Here’s a little bit more on the subject of VBA string manipulation. I showed in a post the other day how things take longer and longer when concatenating large strings in VBA. One reason I was digging into this was that for very large datasets, JSON serialization – 500k strings and above, was taking an inexplicable amount of time. It turned out that string concatenation and the interaction with the garbage collector was at the heart of the problem. To deal with this, I introduced a new class ( cStringChunker ) which manipulates strings ‘in place’, where its possible to do so. The results were pretty impressive – here’s a 100 cycles of some complex string concatenations .. the chunk method (in red) are consistent and orders of magnitude faster than the straight string method.

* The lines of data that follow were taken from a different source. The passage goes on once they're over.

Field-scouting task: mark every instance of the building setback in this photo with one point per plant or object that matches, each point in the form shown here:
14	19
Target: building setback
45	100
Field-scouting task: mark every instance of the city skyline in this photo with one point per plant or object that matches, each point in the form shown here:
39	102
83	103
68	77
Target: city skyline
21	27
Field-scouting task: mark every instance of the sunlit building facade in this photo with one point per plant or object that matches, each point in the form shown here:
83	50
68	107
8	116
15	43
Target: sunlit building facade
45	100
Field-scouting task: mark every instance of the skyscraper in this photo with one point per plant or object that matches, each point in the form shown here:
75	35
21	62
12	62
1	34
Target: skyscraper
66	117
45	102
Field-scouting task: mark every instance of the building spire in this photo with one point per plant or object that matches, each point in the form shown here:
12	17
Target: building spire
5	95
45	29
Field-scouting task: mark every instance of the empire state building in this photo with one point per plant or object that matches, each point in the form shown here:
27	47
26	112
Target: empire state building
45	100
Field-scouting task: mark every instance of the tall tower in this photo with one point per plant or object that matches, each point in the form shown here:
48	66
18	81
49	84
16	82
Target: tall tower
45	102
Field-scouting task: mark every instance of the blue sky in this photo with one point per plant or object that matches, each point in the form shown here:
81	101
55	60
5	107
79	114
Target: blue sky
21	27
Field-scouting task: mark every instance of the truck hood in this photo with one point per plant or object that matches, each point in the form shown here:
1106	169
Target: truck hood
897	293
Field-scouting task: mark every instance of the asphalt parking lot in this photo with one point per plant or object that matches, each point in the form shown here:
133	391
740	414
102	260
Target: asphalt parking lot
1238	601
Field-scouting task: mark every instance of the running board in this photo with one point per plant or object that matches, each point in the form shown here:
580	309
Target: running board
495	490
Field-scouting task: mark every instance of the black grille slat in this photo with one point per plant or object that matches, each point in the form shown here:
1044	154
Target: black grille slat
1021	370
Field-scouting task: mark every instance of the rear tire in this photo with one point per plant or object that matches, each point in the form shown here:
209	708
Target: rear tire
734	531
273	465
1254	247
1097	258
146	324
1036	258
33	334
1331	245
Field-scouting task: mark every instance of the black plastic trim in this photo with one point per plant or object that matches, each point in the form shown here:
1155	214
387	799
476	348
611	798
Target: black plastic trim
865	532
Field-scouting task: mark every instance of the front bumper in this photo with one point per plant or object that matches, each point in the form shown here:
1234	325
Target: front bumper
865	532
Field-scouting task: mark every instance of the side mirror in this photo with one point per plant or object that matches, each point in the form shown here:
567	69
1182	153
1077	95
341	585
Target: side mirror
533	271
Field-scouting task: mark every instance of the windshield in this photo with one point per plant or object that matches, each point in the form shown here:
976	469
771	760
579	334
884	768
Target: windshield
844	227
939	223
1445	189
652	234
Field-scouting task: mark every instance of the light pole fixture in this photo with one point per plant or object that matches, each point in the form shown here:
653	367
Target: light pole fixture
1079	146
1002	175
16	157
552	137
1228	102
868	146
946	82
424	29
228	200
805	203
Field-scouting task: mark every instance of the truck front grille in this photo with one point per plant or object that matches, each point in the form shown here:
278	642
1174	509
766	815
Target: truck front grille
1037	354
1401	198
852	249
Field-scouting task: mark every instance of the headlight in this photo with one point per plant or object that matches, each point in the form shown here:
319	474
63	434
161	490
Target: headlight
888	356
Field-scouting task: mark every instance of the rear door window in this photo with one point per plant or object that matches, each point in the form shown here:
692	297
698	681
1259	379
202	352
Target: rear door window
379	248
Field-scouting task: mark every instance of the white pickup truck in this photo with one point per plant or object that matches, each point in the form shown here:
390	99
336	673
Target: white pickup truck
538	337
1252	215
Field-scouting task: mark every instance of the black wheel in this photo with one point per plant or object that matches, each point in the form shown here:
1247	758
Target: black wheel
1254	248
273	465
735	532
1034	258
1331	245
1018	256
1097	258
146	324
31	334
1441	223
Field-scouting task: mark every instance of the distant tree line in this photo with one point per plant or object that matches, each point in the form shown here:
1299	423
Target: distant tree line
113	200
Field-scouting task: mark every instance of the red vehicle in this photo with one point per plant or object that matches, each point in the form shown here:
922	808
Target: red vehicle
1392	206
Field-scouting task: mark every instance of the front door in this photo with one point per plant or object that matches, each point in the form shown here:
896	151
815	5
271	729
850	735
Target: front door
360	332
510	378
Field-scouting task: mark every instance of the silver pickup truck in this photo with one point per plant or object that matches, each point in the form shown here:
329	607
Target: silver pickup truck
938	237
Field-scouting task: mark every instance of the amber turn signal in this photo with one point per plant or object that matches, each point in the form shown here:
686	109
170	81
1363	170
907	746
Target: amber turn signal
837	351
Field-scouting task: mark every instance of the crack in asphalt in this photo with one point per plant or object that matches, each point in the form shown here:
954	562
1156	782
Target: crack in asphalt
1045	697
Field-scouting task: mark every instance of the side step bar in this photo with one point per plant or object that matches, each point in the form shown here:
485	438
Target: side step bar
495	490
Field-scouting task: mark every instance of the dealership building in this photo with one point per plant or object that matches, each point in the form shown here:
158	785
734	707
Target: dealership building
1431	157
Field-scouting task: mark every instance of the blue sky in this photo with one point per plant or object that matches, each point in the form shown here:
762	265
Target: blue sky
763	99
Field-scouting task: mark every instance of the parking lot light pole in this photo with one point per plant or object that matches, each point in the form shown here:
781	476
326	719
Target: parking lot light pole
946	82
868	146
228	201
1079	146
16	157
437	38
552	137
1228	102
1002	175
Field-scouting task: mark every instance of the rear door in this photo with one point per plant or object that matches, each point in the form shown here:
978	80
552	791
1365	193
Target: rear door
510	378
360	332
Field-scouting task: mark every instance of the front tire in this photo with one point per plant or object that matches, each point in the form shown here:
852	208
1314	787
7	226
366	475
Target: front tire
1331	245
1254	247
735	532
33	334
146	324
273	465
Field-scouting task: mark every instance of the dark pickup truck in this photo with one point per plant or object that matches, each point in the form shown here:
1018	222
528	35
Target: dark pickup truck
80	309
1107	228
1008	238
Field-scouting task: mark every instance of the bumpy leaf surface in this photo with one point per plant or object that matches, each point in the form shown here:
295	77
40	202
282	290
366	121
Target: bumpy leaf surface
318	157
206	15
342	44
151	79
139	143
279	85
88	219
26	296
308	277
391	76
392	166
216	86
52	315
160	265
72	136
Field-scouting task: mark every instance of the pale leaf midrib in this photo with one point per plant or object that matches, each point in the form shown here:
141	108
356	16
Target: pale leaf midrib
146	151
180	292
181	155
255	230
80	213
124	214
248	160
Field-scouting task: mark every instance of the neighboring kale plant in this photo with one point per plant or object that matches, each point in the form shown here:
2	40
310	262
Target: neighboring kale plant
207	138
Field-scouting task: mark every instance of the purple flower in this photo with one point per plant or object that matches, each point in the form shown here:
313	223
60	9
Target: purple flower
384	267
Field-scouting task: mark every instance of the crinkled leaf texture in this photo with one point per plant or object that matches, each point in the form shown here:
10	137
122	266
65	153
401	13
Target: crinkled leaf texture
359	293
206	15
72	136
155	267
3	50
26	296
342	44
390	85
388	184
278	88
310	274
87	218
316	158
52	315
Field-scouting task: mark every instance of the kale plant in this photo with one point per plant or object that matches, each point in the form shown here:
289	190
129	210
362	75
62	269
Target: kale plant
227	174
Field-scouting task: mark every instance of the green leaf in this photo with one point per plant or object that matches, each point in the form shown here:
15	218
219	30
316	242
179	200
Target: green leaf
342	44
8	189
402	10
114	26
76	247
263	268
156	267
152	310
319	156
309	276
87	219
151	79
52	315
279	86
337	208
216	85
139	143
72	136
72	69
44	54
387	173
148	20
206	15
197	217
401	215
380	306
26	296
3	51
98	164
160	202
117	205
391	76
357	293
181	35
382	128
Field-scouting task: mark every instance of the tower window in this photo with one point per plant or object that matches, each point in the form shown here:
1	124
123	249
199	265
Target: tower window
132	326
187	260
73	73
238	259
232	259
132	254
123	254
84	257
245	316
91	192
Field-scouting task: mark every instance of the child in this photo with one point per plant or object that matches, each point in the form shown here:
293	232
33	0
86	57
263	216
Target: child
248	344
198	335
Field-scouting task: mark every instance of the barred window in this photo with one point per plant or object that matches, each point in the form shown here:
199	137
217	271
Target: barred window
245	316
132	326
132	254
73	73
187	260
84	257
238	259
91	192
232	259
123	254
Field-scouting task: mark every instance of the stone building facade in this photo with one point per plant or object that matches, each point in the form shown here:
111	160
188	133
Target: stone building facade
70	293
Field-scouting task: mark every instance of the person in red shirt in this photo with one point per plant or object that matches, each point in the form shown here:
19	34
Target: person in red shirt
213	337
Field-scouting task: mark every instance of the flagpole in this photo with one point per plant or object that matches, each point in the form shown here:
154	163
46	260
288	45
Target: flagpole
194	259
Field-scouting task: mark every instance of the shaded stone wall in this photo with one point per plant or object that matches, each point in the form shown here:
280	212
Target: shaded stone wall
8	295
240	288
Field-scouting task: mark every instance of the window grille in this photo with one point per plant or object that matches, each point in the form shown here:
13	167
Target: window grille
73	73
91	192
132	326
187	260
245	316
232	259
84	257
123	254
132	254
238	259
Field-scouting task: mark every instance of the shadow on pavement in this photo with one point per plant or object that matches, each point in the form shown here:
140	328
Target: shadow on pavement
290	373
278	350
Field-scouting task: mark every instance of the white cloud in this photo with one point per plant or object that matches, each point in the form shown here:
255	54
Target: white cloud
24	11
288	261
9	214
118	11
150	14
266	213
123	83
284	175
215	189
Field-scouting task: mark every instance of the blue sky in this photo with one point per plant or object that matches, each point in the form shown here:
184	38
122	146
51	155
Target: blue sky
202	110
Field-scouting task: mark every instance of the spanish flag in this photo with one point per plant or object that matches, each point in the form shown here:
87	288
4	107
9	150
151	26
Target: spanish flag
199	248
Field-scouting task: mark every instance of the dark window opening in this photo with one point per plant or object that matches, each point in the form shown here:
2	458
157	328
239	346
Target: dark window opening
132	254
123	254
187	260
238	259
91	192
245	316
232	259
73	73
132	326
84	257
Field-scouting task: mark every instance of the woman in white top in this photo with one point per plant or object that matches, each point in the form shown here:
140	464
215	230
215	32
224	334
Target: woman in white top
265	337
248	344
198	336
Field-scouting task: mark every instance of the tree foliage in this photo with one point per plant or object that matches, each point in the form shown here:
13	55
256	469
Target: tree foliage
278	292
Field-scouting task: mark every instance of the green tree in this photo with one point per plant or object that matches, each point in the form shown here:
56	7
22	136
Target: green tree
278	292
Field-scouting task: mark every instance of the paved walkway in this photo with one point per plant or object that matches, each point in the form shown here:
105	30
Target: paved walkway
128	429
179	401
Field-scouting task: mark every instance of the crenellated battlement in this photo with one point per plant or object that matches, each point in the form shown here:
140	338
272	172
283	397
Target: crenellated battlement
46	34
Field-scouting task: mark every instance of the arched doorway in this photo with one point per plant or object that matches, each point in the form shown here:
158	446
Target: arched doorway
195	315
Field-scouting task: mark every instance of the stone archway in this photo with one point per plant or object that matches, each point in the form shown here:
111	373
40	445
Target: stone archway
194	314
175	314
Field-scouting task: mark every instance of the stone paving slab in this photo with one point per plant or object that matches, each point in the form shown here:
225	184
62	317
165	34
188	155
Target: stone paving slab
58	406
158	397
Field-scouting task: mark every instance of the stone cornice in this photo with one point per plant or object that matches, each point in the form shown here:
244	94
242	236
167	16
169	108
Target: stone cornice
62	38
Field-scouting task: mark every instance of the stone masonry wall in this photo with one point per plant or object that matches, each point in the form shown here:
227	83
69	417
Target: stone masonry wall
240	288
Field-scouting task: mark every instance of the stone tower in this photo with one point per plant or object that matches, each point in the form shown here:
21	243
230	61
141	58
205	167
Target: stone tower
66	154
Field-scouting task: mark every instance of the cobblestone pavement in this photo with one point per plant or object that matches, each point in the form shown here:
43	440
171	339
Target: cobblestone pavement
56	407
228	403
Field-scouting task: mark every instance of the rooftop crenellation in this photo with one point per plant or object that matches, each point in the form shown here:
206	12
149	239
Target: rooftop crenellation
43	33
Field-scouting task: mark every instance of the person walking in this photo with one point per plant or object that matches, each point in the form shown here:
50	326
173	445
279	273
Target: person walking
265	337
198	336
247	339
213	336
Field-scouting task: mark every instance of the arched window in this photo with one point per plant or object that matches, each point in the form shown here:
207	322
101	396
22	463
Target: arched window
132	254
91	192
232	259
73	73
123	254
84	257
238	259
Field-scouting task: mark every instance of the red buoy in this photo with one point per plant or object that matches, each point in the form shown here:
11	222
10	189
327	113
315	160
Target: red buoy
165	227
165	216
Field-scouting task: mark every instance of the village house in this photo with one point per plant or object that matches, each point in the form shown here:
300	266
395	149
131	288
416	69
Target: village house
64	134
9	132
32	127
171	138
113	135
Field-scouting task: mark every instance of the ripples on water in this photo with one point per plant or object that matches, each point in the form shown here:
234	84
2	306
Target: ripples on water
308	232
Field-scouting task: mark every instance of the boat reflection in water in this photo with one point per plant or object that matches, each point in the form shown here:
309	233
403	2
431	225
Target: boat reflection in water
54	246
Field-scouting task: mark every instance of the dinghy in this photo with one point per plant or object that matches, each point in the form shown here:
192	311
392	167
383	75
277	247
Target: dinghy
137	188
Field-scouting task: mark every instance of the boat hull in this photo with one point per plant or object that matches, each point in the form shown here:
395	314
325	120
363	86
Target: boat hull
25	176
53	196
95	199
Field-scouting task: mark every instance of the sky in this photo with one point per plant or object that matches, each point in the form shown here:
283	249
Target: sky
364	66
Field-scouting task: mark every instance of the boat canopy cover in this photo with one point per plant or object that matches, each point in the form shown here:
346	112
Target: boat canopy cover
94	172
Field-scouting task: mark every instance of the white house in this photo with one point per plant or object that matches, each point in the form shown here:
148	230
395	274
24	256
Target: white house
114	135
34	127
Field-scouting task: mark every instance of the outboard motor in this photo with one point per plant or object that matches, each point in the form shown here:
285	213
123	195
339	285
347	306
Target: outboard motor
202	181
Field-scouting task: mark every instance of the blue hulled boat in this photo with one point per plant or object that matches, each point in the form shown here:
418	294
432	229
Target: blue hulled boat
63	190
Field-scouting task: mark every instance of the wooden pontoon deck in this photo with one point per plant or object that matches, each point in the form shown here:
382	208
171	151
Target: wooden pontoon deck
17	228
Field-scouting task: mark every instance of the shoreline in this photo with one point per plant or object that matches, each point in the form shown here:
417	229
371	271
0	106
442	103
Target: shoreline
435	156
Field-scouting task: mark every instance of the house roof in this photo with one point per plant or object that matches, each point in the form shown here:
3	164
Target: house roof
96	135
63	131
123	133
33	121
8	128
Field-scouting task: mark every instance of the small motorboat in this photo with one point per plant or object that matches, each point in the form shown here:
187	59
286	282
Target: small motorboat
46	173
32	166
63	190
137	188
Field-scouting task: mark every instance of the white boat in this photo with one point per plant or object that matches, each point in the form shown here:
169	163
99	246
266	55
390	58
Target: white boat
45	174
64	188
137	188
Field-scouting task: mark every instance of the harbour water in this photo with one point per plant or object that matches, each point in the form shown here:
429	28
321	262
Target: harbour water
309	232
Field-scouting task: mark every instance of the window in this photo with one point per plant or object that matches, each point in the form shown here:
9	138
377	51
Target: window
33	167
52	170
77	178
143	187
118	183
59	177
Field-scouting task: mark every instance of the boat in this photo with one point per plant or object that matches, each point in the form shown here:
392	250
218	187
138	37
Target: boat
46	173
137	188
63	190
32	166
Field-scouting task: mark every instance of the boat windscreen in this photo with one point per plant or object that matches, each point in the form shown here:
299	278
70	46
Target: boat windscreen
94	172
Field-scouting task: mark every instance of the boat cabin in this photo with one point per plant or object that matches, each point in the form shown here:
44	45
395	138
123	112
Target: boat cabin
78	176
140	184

However, when I came to apply this to the JSON serializer, I found that I needed to create a bunch more methods in order to avoid converting back and forwards between strings and the chunker. Before we get into that, here’s the results of improvements in the JSON serializer by using the chunker rather than regular string operations. Again – the new serialization using the chunker (in blue) is very much faster than concatenating strings.
Additional methods
I avoid back and forward string conversions by implementing common string methods such as right, left , mid and so on as well as few new useful ones, which I’ll probably add to over time. The list of methods are at the end of this post, but here’s some examples of how to use. They are all chainable for convenience.
Here’s an example of a complex string operation
debug.print cs.add("quick ") _ .add("brown") _ .insert("the") _ .shift(4, 1) _ .add(" fox") _ .add(" gets the chicken") _ .add(")") _ .insert ("(") _ .content
Versus the string equivalent
s = s & "quick " s = s & "brown" s = "the" & s s = left(s, 4) & " " & Mid(s, 4) s = s & " fox" s = s & " gets the chicken" s = "(" & s & ")" debug.print s
Both give this output
(the quick brown fox gets the chicken)
This would trim all spaces from the end of a line, trim a linefeed if it’s there, and chop a comma if it’s there.
t.chopWhile(" ") .chopIf(vbLf) .chopIf (",")
We also have getMid(), getLeft(), getRight() functions along with size and content properties.
Short strings
Since these are built in order to optimize long string manipulations, it is likely that the overhead of a custom class with shorter strings will be less efficient. Here’s the results of a test using string manipulation like the example above. As expected, the chunker is consistent, but slightly slower – but the execution times are miniscule in any case
A note about the tests
The timings are calculated by repeating the operation multiple times, and timing how long each set of operations took. More information is in on the Excel Liberation site.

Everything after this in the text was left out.